The treatment was very popular, and doctors very bored with carrying it out. A class of medical instruments was invented which did it for them – the vibrator. A lovely tale of medicine failing to grasp the nettle but coming up with the goods nonetheless, placing doctors’ tired hands above female desire and wholly misunderstanding female sexuality. Only it turns out not be be true, according to a paper by Lieberman and Schatzberg (2018), as described in this Atlantic article. There is no evidence that hysteria was treated by inducing orgasm nor of doctors using vibrators to do so, still less of this being the main driver for the perfection of the vibrator. I kept the case but switched it to a different class on research design where it now comes up as an illustration of problems of presentism in historical research and the institutional ways academia resists correction of the record.
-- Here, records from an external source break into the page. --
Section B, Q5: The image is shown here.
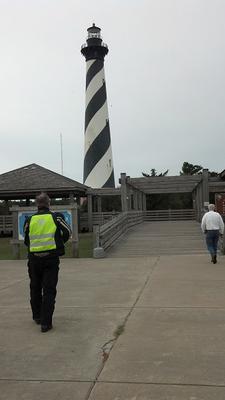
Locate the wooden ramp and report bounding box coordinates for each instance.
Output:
[107,221,207,257]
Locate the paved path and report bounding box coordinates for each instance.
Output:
[108,221,205,257]
[0,253,225,400]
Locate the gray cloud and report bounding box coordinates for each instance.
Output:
[0,0,225,181]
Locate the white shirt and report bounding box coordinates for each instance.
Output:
[201,211,224,234]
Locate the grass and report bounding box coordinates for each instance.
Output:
[0,233,92,260]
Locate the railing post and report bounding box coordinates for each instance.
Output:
[71,203,79,258]
[93,225,105,258]
[11,207,20,260]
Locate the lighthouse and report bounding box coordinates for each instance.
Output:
[81,24,115,188]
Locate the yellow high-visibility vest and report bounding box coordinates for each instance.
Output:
[29,214,56,253]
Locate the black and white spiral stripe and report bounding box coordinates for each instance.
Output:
[84,59,115,188]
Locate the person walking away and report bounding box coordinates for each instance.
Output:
[201,204,224,264]
[24,193,71,332]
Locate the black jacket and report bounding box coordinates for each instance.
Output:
[24,208,71,257]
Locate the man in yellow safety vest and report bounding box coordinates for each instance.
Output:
[24,193,71,332]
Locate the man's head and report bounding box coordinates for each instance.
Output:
[36,192,50,209]
[208,204,216,211]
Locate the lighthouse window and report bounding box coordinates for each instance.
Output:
[88,32,101,39]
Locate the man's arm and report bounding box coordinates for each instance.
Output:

Academia does not let go of good cases so all of these persist way past the point they were debunked. You still see Milgram’s experiments in obedience, the Stanford Prison experiment and the Pseudopatients study quoted in introductory sociology and social psychology texts. Kuhnian paradigms are used to understand developments in scientific knowledge. Then there is the Blank Slate assumption, which is so much a baseline of sociological thinking it is barely recognised as such. Blank Slatism is the claim that individuals come into the world as similar sets of capacities which are entirely then shaped by socialisation. It appears in sociology as a set of assumptions that other claims have been debunked, for example in relation to IQ or sex differences, when they have not. The reason we cling so much to these cases is that they confirm baseline claims about the world and human nature that are dominant in sociology, and they provide nice just-so stories to give to students and each other about how things really work. People conform to groups and to authority to the extent of abandoning all moral norms. Psychiatry is sexist quackery. Inequality derives from social and economic organisation. We would rather continue using debunked cases than accept our worldview might be faulty, or rewrite those tedious powerpoint slides. On a more mundane level, changing tried and true teaching techniques is hard and there is no institutional reward for doing so. I know students love these cases so give ’em what they want! Student satisfaction is everything, and truth nothing. Why not stick with the untrue but entertaining over the true but challenging? But we are leading them on a journey, through falsity to truth.